Wie Serien unsere ureigensten Bedürfnisse befriedigen
Das hat etwas von dem Gefühl, das man hat, wenn man nach langer Abwesenheit nach Hause kommt. Aus diesem Grund kann man sich die 10 Staffeln von „Friends“ auch zum 20. Mal anschauen, die Dialoge mitsprechen, sich auf die persönlichen Highlights freuen – und sich trotzdem nicht langweilen. Man langweilt sich ja auch nicht, wenn man die beste Freundin zum Kaffee trifft und sie über die gleichen Beziehungsprobleme redet, wie schon vor einer Woche. Auch das kehrt wieder, aber auch das tangiert uns, ist ein wichtiger Teil unseres Lebens.
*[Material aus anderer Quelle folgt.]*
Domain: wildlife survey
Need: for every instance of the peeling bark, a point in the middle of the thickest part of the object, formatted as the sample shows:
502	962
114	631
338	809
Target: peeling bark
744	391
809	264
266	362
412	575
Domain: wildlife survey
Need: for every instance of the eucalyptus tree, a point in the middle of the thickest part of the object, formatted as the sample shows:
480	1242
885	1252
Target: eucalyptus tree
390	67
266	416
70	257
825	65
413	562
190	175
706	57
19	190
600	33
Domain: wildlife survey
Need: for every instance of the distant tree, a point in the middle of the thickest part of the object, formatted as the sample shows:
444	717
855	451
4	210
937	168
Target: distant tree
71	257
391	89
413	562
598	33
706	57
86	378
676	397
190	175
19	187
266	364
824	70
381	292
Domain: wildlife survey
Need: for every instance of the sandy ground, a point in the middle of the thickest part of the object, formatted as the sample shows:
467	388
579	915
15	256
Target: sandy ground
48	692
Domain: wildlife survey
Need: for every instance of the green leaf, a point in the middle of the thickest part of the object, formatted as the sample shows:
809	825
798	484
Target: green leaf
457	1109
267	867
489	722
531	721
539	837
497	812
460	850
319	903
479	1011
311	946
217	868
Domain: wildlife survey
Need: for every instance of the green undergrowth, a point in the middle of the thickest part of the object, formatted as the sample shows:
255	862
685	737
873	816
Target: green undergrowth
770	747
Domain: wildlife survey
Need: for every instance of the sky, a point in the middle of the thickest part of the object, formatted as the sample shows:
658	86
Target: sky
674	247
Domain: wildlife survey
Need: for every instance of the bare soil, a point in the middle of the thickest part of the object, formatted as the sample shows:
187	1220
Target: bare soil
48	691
Verstärkt wird dieser übergreifende Effekt der Serien dadurch, dass jede Serie inzwischen über eine eigene Website verfügt, dass es Blogs und Foren gibt, in denen man sich weit über die bloßen Folgen hinaus zur Lieblingsserie austauschen kann, dass die Darsteller in den Rollen ihrer Figuren twittern und bei Facebook posten, dass es Apps gibt, die die Serien begleiten (z.B. Sherlock - The Network) und dass Serien das Gesprächsthema auf jeder Party sind.
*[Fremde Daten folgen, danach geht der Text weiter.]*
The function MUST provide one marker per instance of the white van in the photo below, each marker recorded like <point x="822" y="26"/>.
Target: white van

Man kann das Eskapismus nennen, aber man kann es auch als menschliches Bedürfnis nach ständigen Neuigkeiten, Entwicklungen und neuen Geschichten verstehen. Früher trafen sich die Menschen am Feuer und konnten es kaum erwarten, von Reisenden die neusten Geschichten aus aller Welt zu hören. Neuigkeiten sind ein emotionales Grundbedürfnis des Menschen. Später sorgten dann die Zeitungen dafür, dass dieses Bedürfnis befriedigt wurde. Honoré de Balzac und Herman Melvillelegten schon hier mit ihren Fortsetzungsromanen die Grundlage für die Serien der heutigen Zeit. Diese wurden nun folgerichtig dem neuen Medium entsprechend weiterentwickelt.
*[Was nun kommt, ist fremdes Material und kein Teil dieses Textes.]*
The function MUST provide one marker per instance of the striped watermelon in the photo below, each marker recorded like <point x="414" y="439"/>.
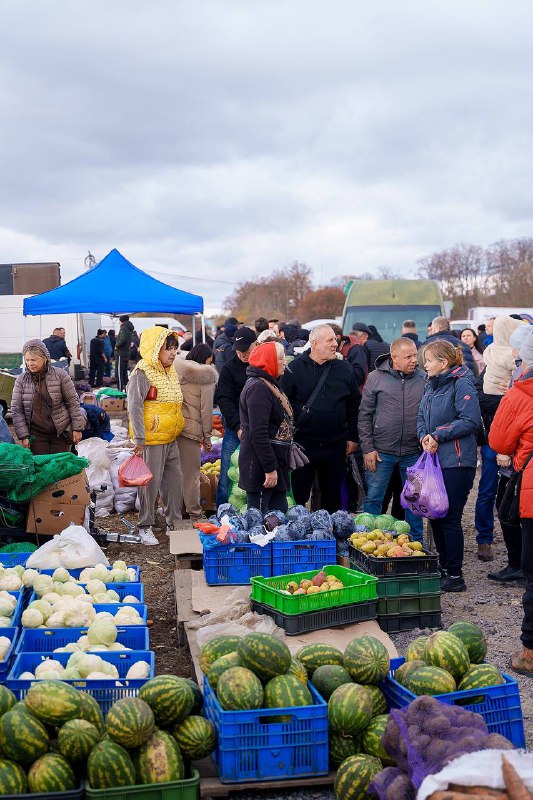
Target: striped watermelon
<point x="239" y="690"/>
<point x="313" y="656"/>
<point x="473" y="639"/>
<point x="109" y="766"/>
<point x="367" y="660"/>
<point x="12" y="778"/>
<point x="379" y="702"/>
<point x="130" y="722"/>
<point x="354" y="776"/>
<point x="196" y="737"/>
<point x="170" y="698"/>
<point x="76" y="739"/>
<point x="53" y="702"/>
<point x="372" y="740"/>
<point x="221" y="665"/>
<point x="51" y="773"/>
<point x="430" y="680"/>
<point x="328" y="677"/>
<point x="159" y="760"/>
<point x="445" y="650"/>
<point x="349" y="709"/>
<point x="479" y="676"/>
<point x="216" y="647"/>
<point x="265" y="655"/>
<point x="22" y="737"/>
Die Fernsehserie ist die Geschichte am Feuer, der Fortsetzungsroman des 20. und 21. Jahrhunderts – und mit der Erfindung der DVD, von Pay-TV, Serien- und Filmflatrates (wie Watchever) und iTunes nun endlich zu seiner vollen Blüte gekommen. Bester Indikator dafür ist die Serie „House of Cards“ mit Hollywoodstar Kevin Spacey in der Hauptrolle. Geschrieben vom ehemaligen politischen Berater von Hillary Clinton, Beau Willimon, basiert die wegweisende Serie nicht nur auf den realen Gegebenheiten in Washington mit allen dazugehörigen Halbwahrheiten, Lügen, Intrigen und Machtkämpfen, sondern ist auch sonst höchst innovativ. Als erste Serie wurde sie nicht von einem Fernsehsender produziert, sondern von dem amerikanischen Streamingdienst Netflix. Damit ist „House of Cards“ die erste Serie, die von einem Internetdienst für das TV produziert wurde. 100 Millionen Dollar investierte Netflix in die ersten beiden Staffeln mit insgesamt 26 Folgen. Für den Zuschauer ist dieses Serien-Erlebnis nun kaum noch zu toppen. Und das ist noch lange nicht das Ende dessen, was wir von Serien erwarten dürfen. Noch nie war es so leicht, süchtig nach Serien zu werden. Und noch nie hat es so viel Spaß gemacht!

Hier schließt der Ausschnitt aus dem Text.